Elucidating Blood Origin: From Reprogramming to Ontogeny

Abstract

Hematopoiesis, the process by which all blood cell types are formed, rely on self- renewing and multipotent hematopoietic stem cells (HSCs) that arise from specialized endothelial cells by a process termed endothelial-to-hematopoietic transition (EHT). The generation of autologous long-term self-renewing HSCs in vitro as replacement therapy for blood disorders has been considered the holy grail of regenerative medicine.

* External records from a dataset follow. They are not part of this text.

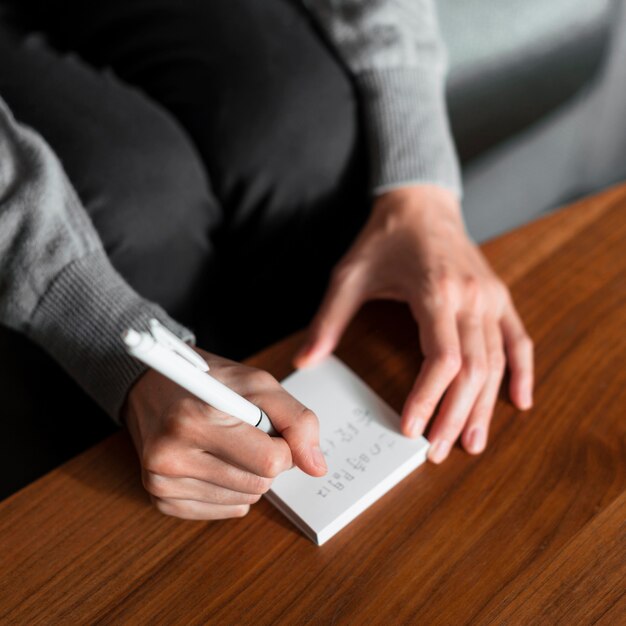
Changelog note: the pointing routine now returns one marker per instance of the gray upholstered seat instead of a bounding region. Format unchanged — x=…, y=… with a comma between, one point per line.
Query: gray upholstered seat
x=513, y=61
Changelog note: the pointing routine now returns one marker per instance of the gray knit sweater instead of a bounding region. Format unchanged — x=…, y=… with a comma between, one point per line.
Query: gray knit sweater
x=57, y=285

However, to achieve this, it is important to understand the complex genetic program driving HSC emergence during development.
The cellular reprogramming of mouse somatic cells into hematopoietic progenitors can be achieved by the enforced expression of four transcription factors – Gata2, Gfi1b, cFos, and Etv6 – and, it offers a powerful tool to better understand developmental processes and the underlying mechanisms. The induction of hematopoietic progenitors from fibroblasts progresses through hemogenic precursors that are Prom+ Sca+ CD34+ CD45- (PS34CD45-).
In this thesis, mouse placentas have shown to harbor a population with this phenotype that express endothelial and early hematopoietic markers and global gene expression profile of PS34CD45- correlates with
reprogrammed precursors. Upon stromal co-culture, PS34CD45- cells have shown to give rise to all blood cell lineages and engraft primary and secondary immunodeficient mice, establishing direct reprogramming as a model that can recapitulate developmental hematopoiesis.
Here, we also demonstrate that human fibroblasts can be reprogrammed into hemogenic cells by the same transcription factors. Induced cells display dynamic EHT transcriptional programs, generate hematopoietic progeny, express an HSC phenotype and repopulate immunodeficient mice. Mechanistically, GATA2 and GFI1B interact and co-occupy a cohort of targets. This cooperative binding is reflected by the engagement of open
enhancers and promoters, initiating the silencing of fibroblast genes and activating the hemogenic program. However, GATA2 displays dominant and independent targeting activity during the early phases of reprogramming. These findings shed light on the processes controlling HSC specification and support the generation of reprogrammed HSCs for clinical applications.